When you got a job to do, you got to do it well…

« Leave and let die ! » he yelled a little when I started moving over. Surprised ! Like he read my thoughts. But I was in the mood for the last sentence before the acomplishement of my destiny. « I promise, I’ll let you die, crétin !

-         I have you word ! ». I smiled, he smiled. A insane father, with his sociopath daughter playing base ball in the middle of the dream come true country. It gave me strongness to bite the big Apple, again. I walked straight, high head, moved my ass like a nympho (thanks to Nelly Furtado) and brushed the uncover hand of my target. Smoothly, gently, deadly. I was far in front, Maine was far in back, when the beautiful young man, that I touched, fell down in the middle of the street of the indifferent empire state capital.

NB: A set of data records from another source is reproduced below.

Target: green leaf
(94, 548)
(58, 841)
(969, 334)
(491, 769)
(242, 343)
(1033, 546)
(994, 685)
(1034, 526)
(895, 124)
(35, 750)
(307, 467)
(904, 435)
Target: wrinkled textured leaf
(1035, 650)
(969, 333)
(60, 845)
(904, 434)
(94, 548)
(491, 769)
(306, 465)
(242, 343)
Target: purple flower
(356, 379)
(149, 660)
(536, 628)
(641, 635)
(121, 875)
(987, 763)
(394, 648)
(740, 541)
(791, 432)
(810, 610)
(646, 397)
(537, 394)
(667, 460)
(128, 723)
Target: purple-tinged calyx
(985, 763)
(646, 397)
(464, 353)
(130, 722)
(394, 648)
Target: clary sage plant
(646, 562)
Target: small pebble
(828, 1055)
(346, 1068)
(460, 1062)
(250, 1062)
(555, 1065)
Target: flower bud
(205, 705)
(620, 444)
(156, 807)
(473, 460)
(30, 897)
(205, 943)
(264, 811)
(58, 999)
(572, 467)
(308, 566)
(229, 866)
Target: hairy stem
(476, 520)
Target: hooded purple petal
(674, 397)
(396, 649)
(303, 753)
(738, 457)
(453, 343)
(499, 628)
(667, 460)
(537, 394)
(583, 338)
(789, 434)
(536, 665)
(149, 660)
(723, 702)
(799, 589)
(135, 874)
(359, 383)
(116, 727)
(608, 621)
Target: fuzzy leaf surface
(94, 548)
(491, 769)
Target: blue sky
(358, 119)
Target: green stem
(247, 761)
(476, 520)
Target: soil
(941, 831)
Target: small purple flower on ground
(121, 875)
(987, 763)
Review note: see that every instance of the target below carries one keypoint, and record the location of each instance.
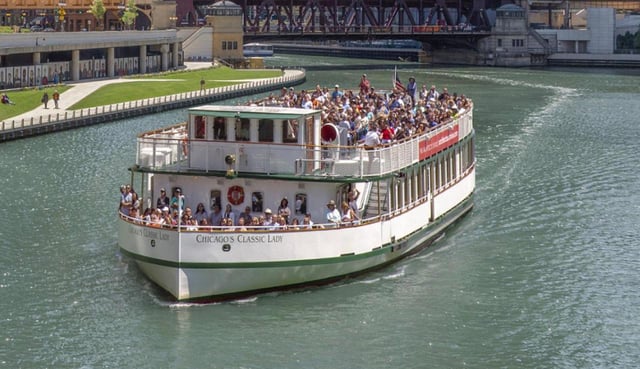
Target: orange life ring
(235, 195)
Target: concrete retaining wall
(11, 130)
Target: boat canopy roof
(252, 112)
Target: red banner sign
(438, 142)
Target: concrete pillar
(111, 58)
(253, 130)
(143, 59)
(175, 54)
(164, 57)
(75, 65)
(231, 129)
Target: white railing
(124, 107)
(168, 150)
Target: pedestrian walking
(56, 97)
(45, 99)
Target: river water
(543, 273)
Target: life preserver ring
(235, 195)
(185, 147)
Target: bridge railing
(360, 30)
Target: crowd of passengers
(402, 113)
(171, 212)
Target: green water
(543, 273)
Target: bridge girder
(332, 15)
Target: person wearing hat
(365, 85)
(177, 201)
(336, 94)
(412, 88)
(268, 217)
(333, 214)
(246, 215)
(163, 200)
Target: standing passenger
(56, 97)
(163, 200)
(45, 99)
(333, 214)
(283, 210)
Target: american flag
(396, 81)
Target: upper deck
(276, 141)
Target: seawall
(37, 125)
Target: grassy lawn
(169, 83)
(26, 100)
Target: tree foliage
(98, 10)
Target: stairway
(377, 203)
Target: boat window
(265, 130)
(301, 203)
(199, 127)
(290, 130)
(215, 199)
(256, 202)
(242, 129)
(219, 128)
(454, 163)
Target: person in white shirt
(333, 214)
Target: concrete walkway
(79, 91)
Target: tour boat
(405, 195)
(257, 49)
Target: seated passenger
(283, 209)
(228, 213)
(307, 223)
(268, 217)
(241, 225)
(201, 213)
(295, 223)
(6, 100)
(246, 214)
(215, 218)
(348, 215)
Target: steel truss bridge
(331, 16)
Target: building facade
(75, 15)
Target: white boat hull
(223, 265)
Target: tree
(130, 13)
(98, 10)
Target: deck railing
(169, 150)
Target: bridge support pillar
(75, 65)
(143, 59)
(111, 58)
(175, 54)
(164, 57)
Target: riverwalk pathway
(41, 120)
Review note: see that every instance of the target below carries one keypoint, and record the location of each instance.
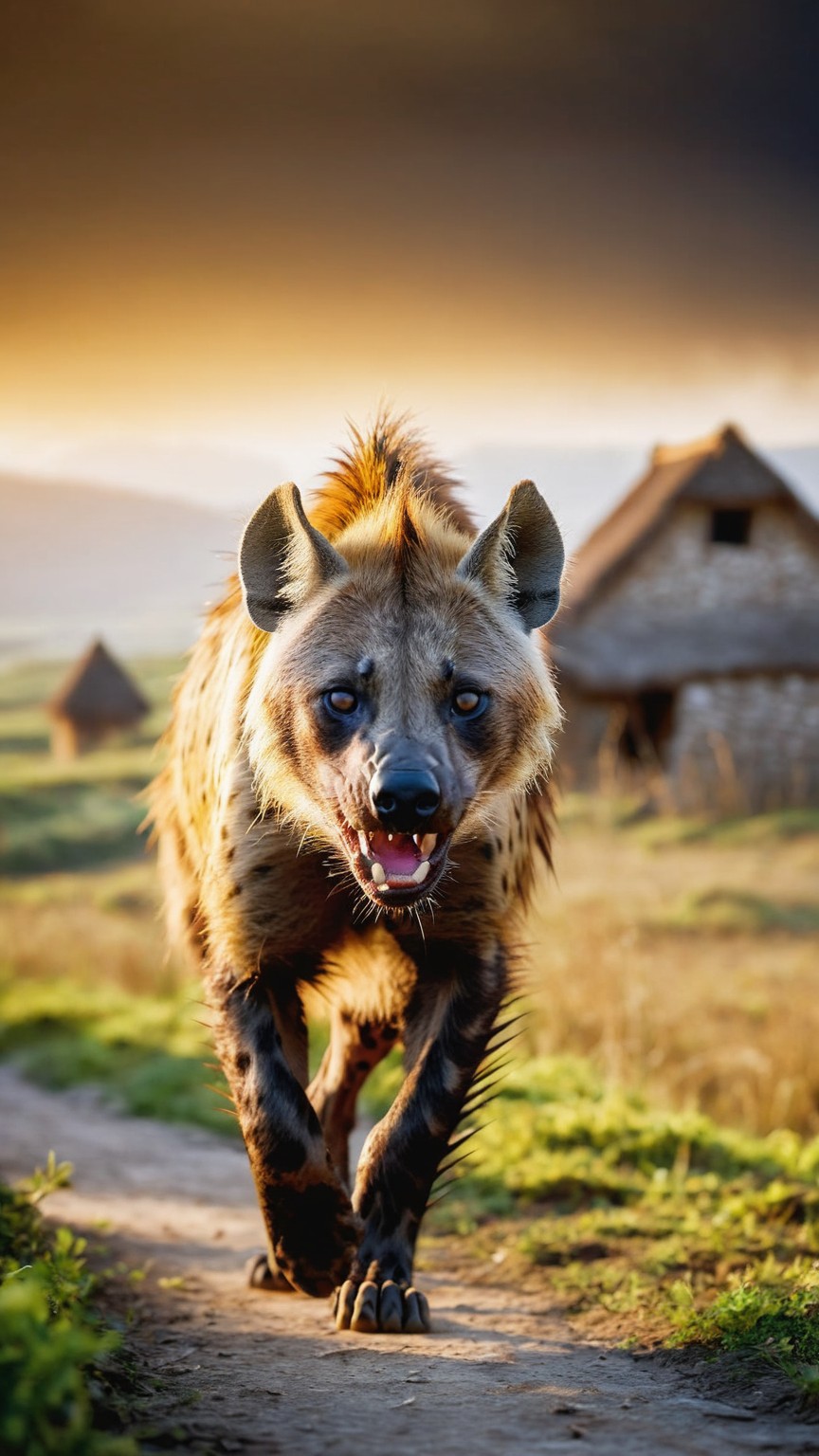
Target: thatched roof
(98, 692)
(636, 654)
(719, 470)
(608, 652)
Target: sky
(229, 225)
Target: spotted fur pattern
(251, 811)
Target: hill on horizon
(83, 561)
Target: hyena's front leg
(447, 1029)
(311, 1227)
(355, 1048)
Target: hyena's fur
(396, 597)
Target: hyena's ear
(283, 558)
(519, 556)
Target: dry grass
(685, 966)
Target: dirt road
(251, 1372)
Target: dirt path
(501, 1374)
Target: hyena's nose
(404, 798)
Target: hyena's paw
(315, 1233)
(261, 1273)
(369, 1306)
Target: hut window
(730, 527)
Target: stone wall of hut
(745, 744)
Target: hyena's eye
(339, 702)
(469, 703)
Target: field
(653, 1152)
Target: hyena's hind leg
(311, 1228)
(355, 1048)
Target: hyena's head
(400, 690)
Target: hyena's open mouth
(395, 868)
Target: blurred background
(560, 235)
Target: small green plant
(48, 1337)
(773, 1317)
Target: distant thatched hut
(688, 646)
(97, 700)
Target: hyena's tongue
(396, 853)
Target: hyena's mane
(377, 466)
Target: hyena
(355, 800)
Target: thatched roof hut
(97, 700)
(691, 619)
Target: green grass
(661, 1225)
(51, 1342)
(648, 1222)
(81, 814)
(148, 1053)
(627, 814)
(740, 912)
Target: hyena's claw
(385, 1308)
(261, 1274)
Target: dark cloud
(593, 178)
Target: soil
(230, 1369)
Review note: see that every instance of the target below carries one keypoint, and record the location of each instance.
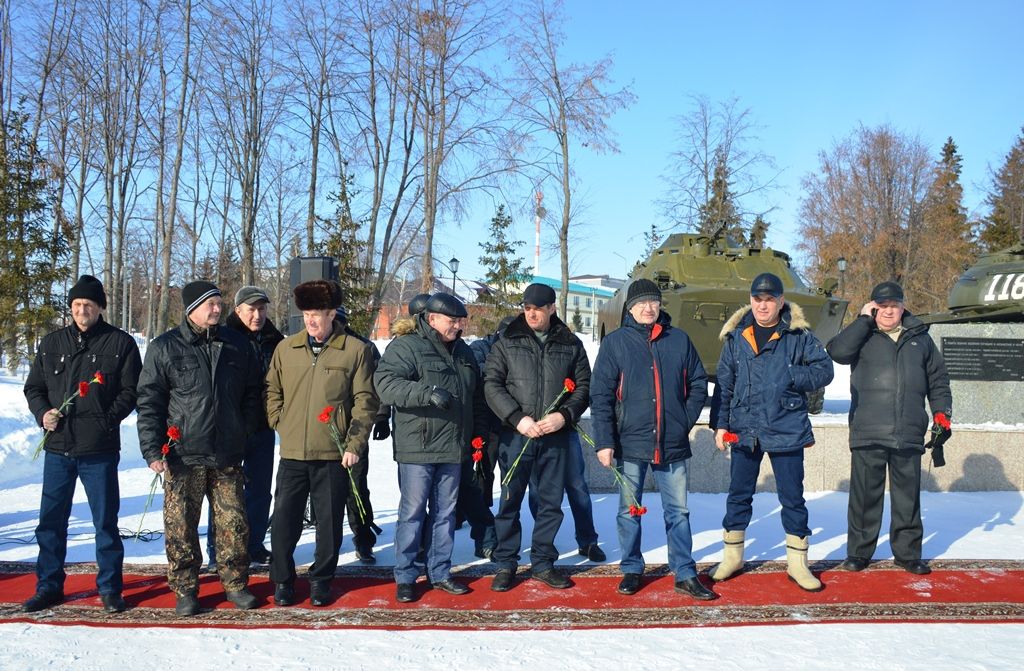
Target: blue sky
(809, 72)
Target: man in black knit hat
(203, 384)
(83, 439)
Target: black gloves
(382, 429)
(941, 430)
(440, 399)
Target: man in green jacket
(321, 400)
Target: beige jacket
(298, 388)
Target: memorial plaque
(990, 360)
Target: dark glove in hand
(382, 430)
(440, 399)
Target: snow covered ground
(957, 526)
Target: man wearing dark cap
(250, 319)
(430, 377)
(524, 376)
(648, 388)
(204, 382)
(770, 360)
(895, 367)
(84, 441)
(318, 389)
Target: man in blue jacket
(770, 360)
(895, 367)
(647, 390)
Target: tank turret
(991, 290)
(705, 280)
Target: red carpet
(955, 591)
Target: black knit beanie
(89, 288)
(642, 290)
(195, 293)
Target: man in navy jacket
(770, 360)
(646, 392)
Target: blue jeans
(672, 481)
(258, 469)
(577, 492)
(420, 484)
(788, 469)
(99, 476)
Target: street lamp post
(454, 264)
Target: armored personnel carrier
(991, 290)
(704, 280)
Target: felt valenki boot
(732, 556)
(796, 559)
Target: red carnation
(325, 416)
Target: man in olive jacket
(320, 386)
(203, 381)
(525, 374)
(430, 377)
(85, 438)
(895, 367)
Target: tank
(991, 290)
(706, 279)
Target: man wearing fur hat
(83, 441)
(430, 377)
(320, 386)
(895, 367)
(770, 360)
(199, 400)
(647, 391)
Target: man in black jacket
(83, 441)
(525, 375)
(250, 320)
(202, 383)
(895, 366)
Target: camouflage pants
(184, 489)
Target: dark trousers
(578, 494)
(788, 470)
(543, 469)
(326, 485)
(99, 477)
(867, 491)
(257, 467)
(361, 527)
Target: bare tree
(248, 103)
(715, 135)
(567, 106)
(865, 203)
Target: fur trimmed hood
(792, 319)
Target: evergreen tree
(1005, 224)
(28, 305)
(506, 271)
(721, 207)
(348, 249)
(944, 219)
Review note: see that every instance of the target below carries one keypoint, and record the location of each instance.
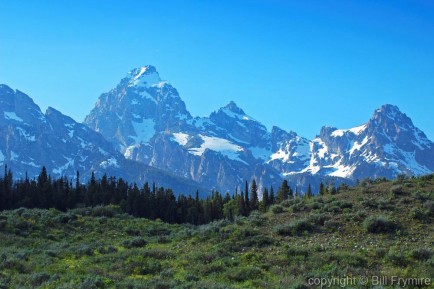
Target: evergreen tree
(272, 197)
(321, 189)
(246, 199)
(283, 192)
(254, 202)
(309, 192)
(263, 206)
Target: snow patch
(181, 138)
(14, 156)
(357, 146)
(12, 116)
(143, 79)
(144, 130)
(220, 145)
(338, 133)
(60, 170)
(358, 130)
(355, 130)
(26, 135)
(237, 115)
(261, 153)
(111, 162)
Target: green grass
(380, 228)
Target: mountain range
(142, 131)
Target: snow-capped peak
(145, 76)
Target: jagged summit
(145, 76)
(232, 106)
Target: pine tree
(272, 197)
(283, 192)
(309, 192)
(321, 189)
(254, 202)
(246, 200)
(263, 206)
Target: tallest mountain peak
(143, 76)
(232, 106)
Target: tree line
(148, 201)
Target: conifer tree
(321, 189)
(246, 199)
(263, 206)
(272, 197)
(254, 202)
(283, 192)
(309, 192)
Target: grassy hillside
(378, 228)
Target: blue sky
(295, 64)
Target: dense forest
(347, 237)
(149, 201)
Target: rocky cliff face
(31, 139)
(150, 124)
(142, 130)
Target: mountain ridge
(146, 121)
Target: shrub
(132, 231)
(380, 224)
(65, 218)
(136, 242)
(92, 282)
(83, 250)
(158, 230)
(240, 274)
(332, 225)
(294, 252)
(319, 219)
(421, 254)
(157, 254)
(106, 211)
(277, 209)
(36, 279)
(397, 257)
(418, 214)
(429, 208)
(256, 218)
(295, 228)
(396, 190)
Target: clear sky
(295, 64)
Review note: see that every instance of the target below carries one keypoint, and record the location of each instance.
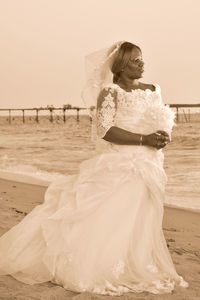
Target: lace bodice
(138, 111)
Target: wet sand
(181, 229)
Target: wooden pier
(50, 111)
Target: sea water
(38, 153)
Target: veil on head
(98, 73)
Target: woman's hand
(158, 140)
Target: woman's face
(135, 65)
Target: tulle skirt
(98, 231)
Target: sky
(43, 44)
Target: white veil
(98, 73)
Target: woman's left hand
(162, 139)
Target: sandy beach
(181, 229)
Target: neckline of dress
(138, 90)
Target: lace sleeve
(106, 111)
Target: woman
(101, 230)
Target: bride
(101, 230)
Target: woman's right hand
(158, 140)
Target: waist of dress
(143, 153)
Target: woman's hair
(121, 60)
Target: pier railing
(183, 112)
(49, 111)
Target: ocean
(47, 151)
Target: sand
(181, 229)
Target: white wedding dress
(101, 230)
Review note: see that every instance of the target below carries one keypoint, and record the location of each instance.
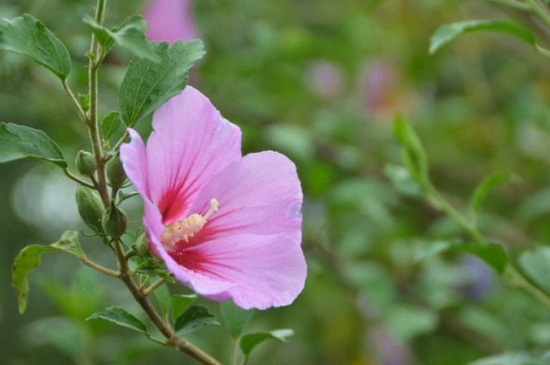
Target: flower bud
(89, 207)
(85, 163)
(114, 221)
(115, 172)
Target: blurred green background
(319, 81)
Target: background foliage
(320, 81)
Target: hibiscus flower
(226, 225)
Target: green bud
(114, 221)
(85, 163)
(89, 207)
(142, 247)
(115, 172)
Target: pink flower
(170, 20)
(227, 226)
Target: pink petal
(190, 144)
(258, 194)
(170, 20)
(134, 160)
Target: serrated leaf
(30, 257)
(129, 35)
(194, 318)
(147, 84)
(180, 303)
(120, 317)
(18, 141)
(413, 154)
(536, 264)
(234, 318)
(110, 124)
(449, 32)
(70, 243)
(28, 36)
(482, 191)
(250, 341)
(492, 254)
(515, 358)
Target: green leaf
(413, 154)
(449, 32)
(69, 243)
(482, 191)
(147, 84)
(194, 318)
(120, 317)
(110, 124)
(515, 358)
(26, 260)
(28, 36)
(129, 35)
(536, 264)
(30, 257)
(234, 318)
(250, 341)
(18, 141)
(492, 254)
(402, 181)
(180, 303)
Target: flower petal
(170, 20)
(259, 194)
(264, 271)
(211, 288)
(134, 160)
(190, 143)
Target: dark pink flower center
(184, 229)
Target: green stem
(73, 177)
(93, 123)
(539, 10)
(99, 268)
(513, 4)
(172, 340)
(517, 280)
(234, 352)
(80, 111)
(151, 288)
(513, 276)
(441, 203)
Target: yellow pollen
(187, 227)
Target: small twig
(120, 141)
(81, 112)
(73, 177)
(97, 267)
(171, 339)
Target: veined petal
(206, 286)
(260, 271)
(258, 194)
(134, 159)
(190, 144)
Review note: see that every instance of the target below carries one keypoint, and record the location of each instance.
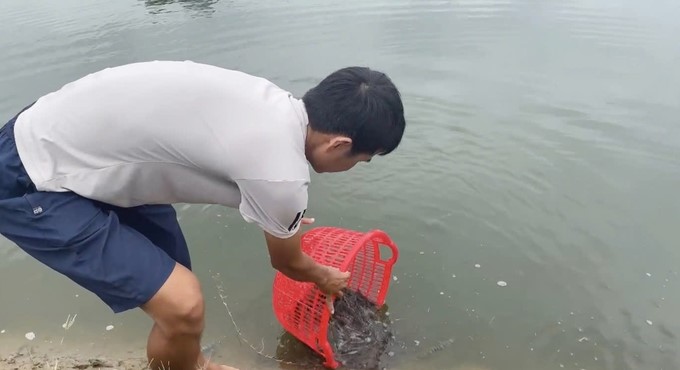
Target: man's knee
(178, 307)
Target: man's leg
(176, 333)
(89, 245)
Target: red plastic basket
(301, 307)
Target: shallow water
(543, 144)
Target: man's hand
(287, 257)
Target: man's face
(336, 156)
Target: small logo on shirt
(296, 221)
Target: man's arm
(287, 257)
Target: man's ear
(340, 142)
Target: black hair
(361, 104)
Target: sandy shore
(31, 359)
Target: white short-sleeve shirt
(166, 132)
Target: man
(89, 173)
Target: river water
(543, 146)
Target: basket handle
(382, 238)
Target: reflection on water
(199, 7)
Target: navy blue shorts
(123, 255)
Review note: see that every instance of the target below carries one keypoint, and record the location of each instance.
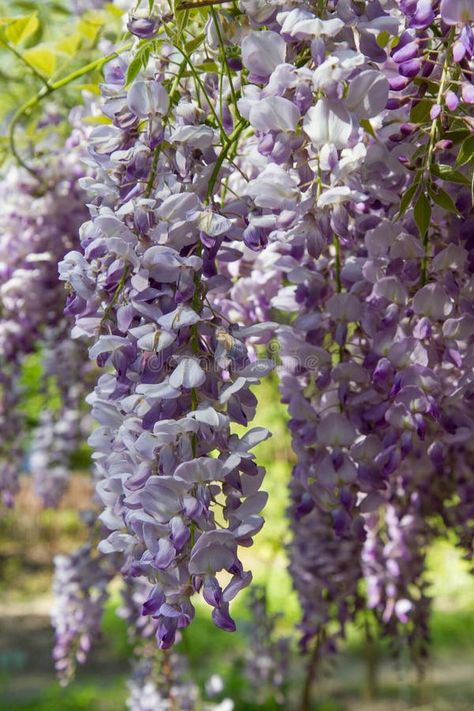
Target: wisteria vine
(272, 186)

I stopped by a hot dog peddler, the only good street hot dog in the United State, asked innocently for a pretzel, no cigarett in public during the day because I was still too young for that and I stared at the ambulance lights with a pity face. My target had the skin so sweet, it was torture to still feel him on my arsh dry hand. Maine joined me and told the peddler that the check was on him. Liar !!

I’ll pay the check for that one day…not so far from now, I know !

 

 

But at this moment, in the shopping city, I was just glad to have somebody holding my shoulder, someone who let me put my head on his chest (I learned accidentaly that my hair was not infected, a kind of strange miracle) and walked like I have someone I can use when I want, at least, feel more human. He was still nice and patient with me even after I killed another non consentante person. He played with my bad temper for my pleasure. He called me his contagious princess.

 

 

 

 

 

I learned to love him without desire him, without wanted to touch him…I never ever, not a second, wished to touch his sugar chocolate paternel skin. He impressed me to much to even think about falling in love with my mentor, and I was too dangerous for him to forget himself in mine.